Sentirte triste, con falta de energía, notando un nudo en el estómago, palpitaciones o miedo constante, es una experiencia muy habitual. Muchas personas no saben si lo suyo es ansiedad o depresión, o si simplemente están pasando por una etapa muy estresante.
Índice de contenido. ¿Qué vamos a ver?
Toggle- ¿Se pueden tener ansiedad y depresión al mismo tiempo?
- Sintomatología compartida y diferencias entre ansiedad y depresión
- Cómo se realiza un diagnóstico fiable
- Factores que complican la evolución
- Tratamiento: ¿Cuál es el mejor tratamiento para ti?
- BrainsWay y neuromodulación en Clínica Azorín
- ¿Cuándo debo pedir ayuda?
En realidad, hablamos de una afección en la que ambos trastornos (un trastorno depresivo y uno de ansiedad) se solapan. Son trastornos diferentes, pero muy relacionados, que comparten muchos síntomas y que, cuando no se tratan, pueden empeorar tanto el estado de ánimo como el cuerpo (dolor, tensión muscular, insomnio) y la capacidad para realizar las tareas del día a día.
En Clínica Azorín (Albacete), centro de fisioterapia avanzada, readaptación y neurología, vemos cada día pacientes que experimentan ansiedad y tristeza intensa a la vez. No es raro que ellos mismos digan que han empezado a tener ansiedad, pero que también notan apatía, cansancio y ausencia de interés por casi todo.
¿Se pueden tener ansiedad y depresión al mismo tiempo?
Sí. La ciencia sabe desde hace años que la depresión y la ansiedad pueden aparecer juntas. En consulta podemos encontrar:
- Un episodio depresivo con síntomas de la ansiedad muy marcados.
- Un trastorno ansioso depresivo (o trastorno mixto ansioso-depresivo).
- Un cuadro donde coexisten un episodio depresivo y un trastorno de ansiedad generalizada, un trastorno de pánico, un trastorno de ansiedad social o incluso un trastorno de ansiedad por separación.
Para la persona que lo sufre, cuando ansiedad aparecen juntas es difícil saber qué está ocurriendo exactamente. Se siente superada por varios síntomas físicos y emocionales y llega a pensar que su reacción es “patológica”, en el sentido de que ya ha pasado de un simple malestar a un problema de salud que necesita atención.

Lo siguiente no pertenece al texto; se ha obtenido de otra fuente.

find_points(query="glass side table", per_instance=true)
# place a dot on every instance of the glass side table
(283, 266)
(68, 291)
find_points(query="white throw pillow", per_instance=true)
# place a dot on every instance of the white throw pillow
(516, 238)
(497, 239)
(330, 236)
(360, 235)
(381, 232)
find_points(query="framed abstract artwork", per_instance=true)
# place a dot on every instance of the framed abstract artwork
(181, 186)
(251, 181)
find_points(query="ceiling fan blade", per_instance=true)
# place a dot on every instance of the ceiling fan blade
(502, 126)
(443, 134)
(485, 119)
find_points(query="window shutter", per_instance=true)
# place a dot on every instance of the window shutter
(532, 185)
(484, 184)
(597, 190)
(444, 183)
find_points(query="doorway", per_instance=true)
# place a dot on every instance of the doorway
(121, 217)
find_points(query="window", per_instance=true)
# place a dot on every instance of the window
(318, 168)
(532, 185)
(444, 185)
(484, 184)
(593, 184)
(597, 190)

Esta combinación de dos trastornos es una afección real, perfectamente descrita en guías y manuales como el Diagnostic and Statistical Manual of Mental Disorders (statistical manual of mental disorders) de la American Psychiatric Association, y se aborda dentro del sistema de salud como uno más de los trastornos mentales frecuentes.
Sintomatología compartida y diferencias entre ansiedad y depresión
La sintomatología de ambos cuadros se mezcla, pero también hay matices importantes. Entender estas diferencias entre ansiedad y depresión ayuda a no minimizar lo que te ocurre.
Síntomas de la depresión
La depresión suele presentar:
- Tristeza intensa o tristeza patológica casi todos los días.
- Desánimo y ausencia de interés por actividades que antes generaban placer.
- Cansancio extremo y falta de energía desde primera hora.
- Problemas de concentración, memoria y toma de decisiones.
- Cambios en el apetito, muchas veces con pérdida de apetito.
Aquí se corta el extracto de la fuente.